Five members made a guess at the location of my photograph on our Spring Issue cover. I must confess that until a few weeks ago, it was a mystery even to me. I chose it for its design merit and didn't work out where I was until the time came to reveal the answer here. I walked LEJOG in 2007, unplugged, (meaning: I didn't blog, Facebook or Twitter my progress); I was also retro enough to still be using a film camera, so I had no GPS record from a nifty digital machine. However, thanks to a good old-fashioned pencil and notebook, I could look up, 7 years later, that I took the photo on 26th May between Carlops and Balerno, just south of Edinburgh. This route takes you through the Pentland Hills Regional Park, and if walking north, the scene is somewhere beyond North Esk Reservoir. I used the mostly off-road route of Andrew McCloy as described in his book, The Land's End to John O'Groats Walk: A Guide to Planning the Ultimate Footpath Walking Adventure.

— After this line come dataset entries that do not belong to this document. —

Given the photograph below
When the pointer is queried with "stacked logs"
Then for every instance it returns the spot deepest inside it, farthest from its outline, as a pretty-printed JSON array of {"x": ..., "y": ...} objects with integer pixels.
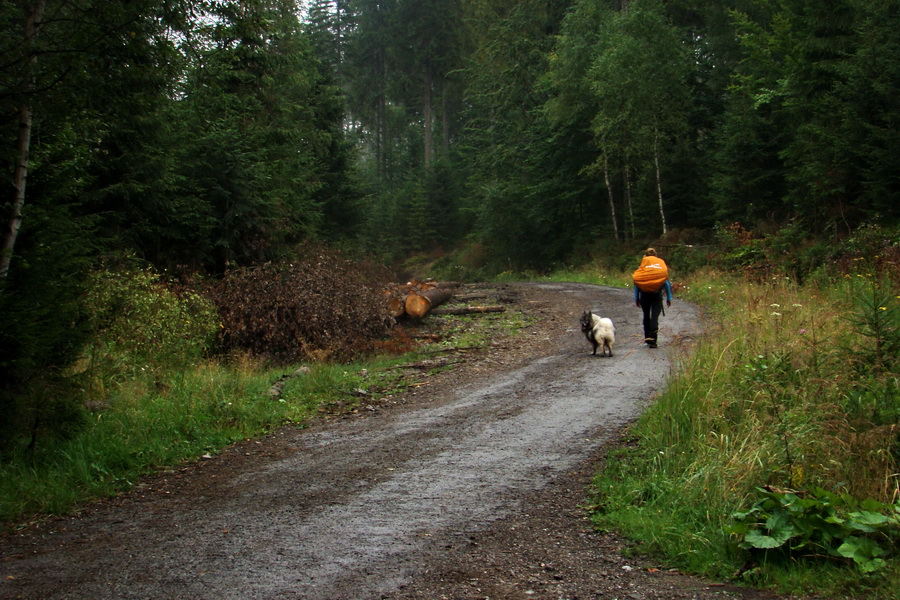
[{"x": 419, "y": 298}]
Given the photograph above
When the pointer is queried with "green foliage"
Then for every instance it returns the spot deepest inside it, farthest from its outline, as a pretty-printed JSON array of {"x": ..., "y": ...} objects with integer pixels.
[
  {"x": 781, "y": 393},
  {"x": 140, "y": 324},
  {"x": 43, "y": 328},
  {"x": 786, "y": 524}
]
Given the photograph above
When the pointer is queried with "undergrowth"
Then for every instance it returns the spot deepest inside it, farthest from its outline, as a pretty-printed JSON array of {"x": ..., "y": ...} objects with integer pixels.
[{"x": 774, "y": 452}]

Without further ado, here are your educated guesses:

Geoff De'Ath:
I think it might be in Cumbria (Lake District). Anyway, wherever, it’s an attractive picture.

Eddie Sedgemore:
I'm going to guess that the photo was taken somewhere on the Pennine Way, which is rather a vague answer as the Pennine Way is more than 200 miles long. Oh well, at least I tried!

Krister Andrén:
I do not know where you took the picture but I have seen similar views in Northumbria and elsewhere.

Shirley Rippin:
As soon as I saw it I though 'that's Northumberland'. I may be wrong but when I re-read your report on your walk and saw that you used Hamish Brown's book - and my book, One Woman's Walk (thanks for that!) I guessed you must have gone that way through the Cheviots. I don't think many cyclists are going to use that route! As I say, I may be wrong but I'm thinking it may be taken somewhere in the Coquet area or near Woden Hill Fort.

Cliff Harrison:
I have gazed at the cover picture, studied Wainwright and looked through my pictures of our walk. The conclusion is, I haven't a clue. But I will have a couple of guesses: between Baldersdale & Middleton, or: near Gargrave.
When we walked the Pennine Way we had beautiful weather until we reached Horton In Ribblesdale. We arrived in a heat-wave, but the next morning we awakened to a blizzard. Not to be deterred, we set off across the moors (we were made of 'stern stuff') which was foolish, but we did survive obviously. The bad weather continued until Alston.

Cliff negotiating a drift on Bowes Moor
Near High Cup Nick: the footbridge over Maize Beck, on Dufton Moor

23 July, 2014

Eddie Sedgemore in the Edinburgh Marathon

Owing to a training injury, Eddie did his slowest ever time – 5hrs 41mins 9 secs – but has raised so far £1748.55 for MacMillan Cancer Support and anticipates he will finish up with about £2000. He has already booked his place for next year’s event.

When I wrote and asked Eddie for a photograph from his run, he replied that he wouldn't attempt to attach it to an email message, but would send it via airmail. 8 days later, it arrived in South Africa, neatly wrapped up in card.


Thank you, Eddie, for going to the trouble! And congratulations on your run. Your smile says it all!